Click here or see below to view the full letter to President Obama.
November 14, 2016
President Barack Obama
1600 Pennsylvania Ave, NW
Washington, DC 20500
I write to you today regarding your upcoming trip to Peru and the increasing presence of Islamic extremist groups operating in Latin America. As you know from my recent letter to you pertaining to the rise of terrorism in the Asia-Pacific region, I remain very concerned about ISIS’s ability to spread and adapt to new environments across the globe.
ISIS and its sympathizers are growing more overt in Latin America. Their increased use of messaging in Spanish and Portuguese, coupled with calls for terror in the region, exemplify ISIS’s unwavering determination to change and imbed in new surroundings. A Brazilian extremist group pledging allegiance to ISIS, Ansar al-Khilafa Brazil, will likely not be the last, and the increasing rise of ISIS fighters leaving the Caribbean should indicate to you that this is not a narrowly focused problem. I echo the message from your SOUTHCOM Commander, and his predecessor, who have raised concerns about the growth of extremism in Latin America and urge you to make this issue a top priority for your travel this month.
With decades of violence and illicit activity throughout Latin America, it remains fertile ground for extremist groups, like ISIS, to prosper. Indeed, we have failed to assist our allies in addressing places like the tri-border region of Argentina, Brazil and Paraguay, which was cited by your own State Department in 2014 for “remaining an important regional nexus of arms, narcotics, and human smuggling, counterfeiting, pirated goods; and money laundering—all potential funding sources for terrorist organizations.” With ISIS setting its sights on global expansion, and a history of Islamic extremism in the region, we cannot afford to continue turning a blind eye to these threats emerging right here in our own hemisphere.

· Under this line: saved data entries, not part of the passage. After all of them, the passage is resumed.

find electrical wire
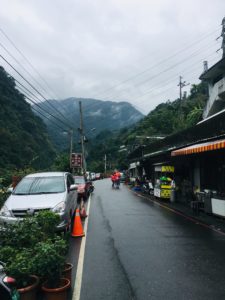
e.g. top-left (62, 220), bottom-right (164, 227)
top-left (90, 27), bottom-right (220, 99)
top-left (0, 53), bottom-right (72, 129)
top-left (15, 83), bottom-right (71, 131)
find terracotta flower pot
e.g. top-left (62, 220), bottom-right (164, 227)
top-left (41, 278), bottom-right (70, 300)
top-left (62, 263), bottom-right (73, 285)
top-left (17, 275), bottom-right (39, 300)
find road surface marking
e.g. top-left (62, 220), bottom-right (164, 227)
top-left (72, 195), bottom-right (91, 300)
top-left (131, 190), bottom-right (225, 237)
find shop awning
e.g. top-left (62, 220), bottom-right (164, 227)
top-left (171, 139), bottom-right (225, 156)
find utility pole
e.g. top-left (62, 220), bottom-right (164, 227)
top-left (79, 101), bottom-right (86, 174)
top-left (104, 154), bottom-right (107, 175)
top-left (178, 76), bottom-right (189, 100)
top-left (69, 129), bottom-right (73, 172)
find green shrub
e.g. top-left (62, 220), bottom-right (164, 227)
top-left (35, 210), bottom-right (60, 238)
top-left (0, 217), bottom-right (44, 249)
top-left (5, 249), bottom-right (35, 288)
top-left (0, 211), bottom-right (69, 288)
top-left (32, 237), bottom-right (67, 288)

It should be clear to you by now that I do not support your measuring of our success against ISIS by the land they lose in the Middle East, as it is not an accurate representation of the progress we are making against Islamic extremist groups that wish to do us harm. For this reason, in your upcoming meetings with Latin American officials, I ask that you discuss ways to address the growing fight against ISIS and consider the following:
1) Panama, who lacks a standard military, is the only country in the region to join the U.S.-led Coalition to Counter ISIS. How can you encourage more Latin American countries to join the coalition?

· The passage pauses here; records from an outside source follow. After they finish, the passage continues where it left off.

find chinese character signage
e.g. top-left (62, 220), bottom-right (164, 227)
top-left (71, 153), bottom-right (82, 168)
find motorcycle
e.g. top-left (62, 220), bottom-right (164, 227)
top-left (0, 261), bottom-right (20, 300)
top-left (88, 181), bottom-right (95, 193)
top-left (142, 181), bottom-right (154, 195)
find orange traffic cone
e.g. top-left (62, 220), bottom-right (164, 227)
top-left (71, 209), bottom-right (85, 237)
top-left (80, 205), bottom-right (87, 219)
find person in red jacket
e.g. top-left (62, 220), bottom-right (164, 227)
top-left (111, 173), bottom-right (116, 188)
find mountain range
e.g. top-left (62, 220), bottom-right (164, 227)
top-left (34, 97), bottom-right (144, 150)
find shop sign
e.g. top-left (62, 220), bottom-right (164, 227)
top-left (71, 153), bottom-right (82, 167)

2) SOUTHCOM has, and is able to, conduct counter terrorism. What U.S. missions in Latin America can you increase or refocus to ensure we are interrupting and halting any growth of ISIS?

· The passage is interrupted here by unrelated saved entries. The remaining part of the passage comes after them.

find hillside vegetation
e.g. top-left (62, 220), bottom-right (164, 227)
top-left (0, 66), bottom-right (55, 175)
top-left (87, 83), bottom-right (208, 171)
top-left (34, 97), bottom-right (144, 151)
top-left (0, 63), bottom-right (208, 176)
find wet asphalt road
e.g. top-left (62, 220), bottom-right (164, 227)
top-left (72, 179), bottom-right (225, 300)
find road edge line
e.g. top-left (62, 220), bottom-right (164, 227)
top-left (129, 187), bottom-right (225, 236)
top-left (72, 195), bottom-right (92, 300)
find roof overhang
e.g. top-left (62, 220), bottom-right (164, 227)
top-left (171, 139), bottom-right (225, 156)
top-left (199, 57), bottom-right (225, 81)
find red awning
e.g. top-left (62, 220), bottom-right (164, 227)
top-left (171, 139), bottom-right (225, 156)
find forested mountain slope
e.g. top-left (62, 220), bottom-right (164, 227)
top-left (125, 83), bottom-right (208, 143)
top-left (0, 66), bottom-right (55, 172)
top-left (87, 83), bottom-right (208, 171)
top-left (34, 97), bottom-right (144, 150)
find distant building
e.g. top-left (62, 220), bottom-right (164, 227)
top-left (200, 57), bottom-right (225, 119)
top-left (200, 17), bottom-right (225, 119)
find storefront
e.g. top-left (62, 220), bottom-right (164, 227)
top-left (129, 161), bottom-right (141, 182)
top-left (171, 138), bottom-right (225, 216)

3) New anti-terrorism laws were cited as being a key component for stopping terrorist attacks from being carried out at the Olympic Games in Brazil. What steps are you taking to urge more anti-terrorism cooperation and expand existing U.S. counter crime and security assistance to incorporate counter terrorism efforts?
I remain firm in my belief that your administration must broaden its horizons to effectively combat the spread of radical Islamic terrorism and I look forward to your response.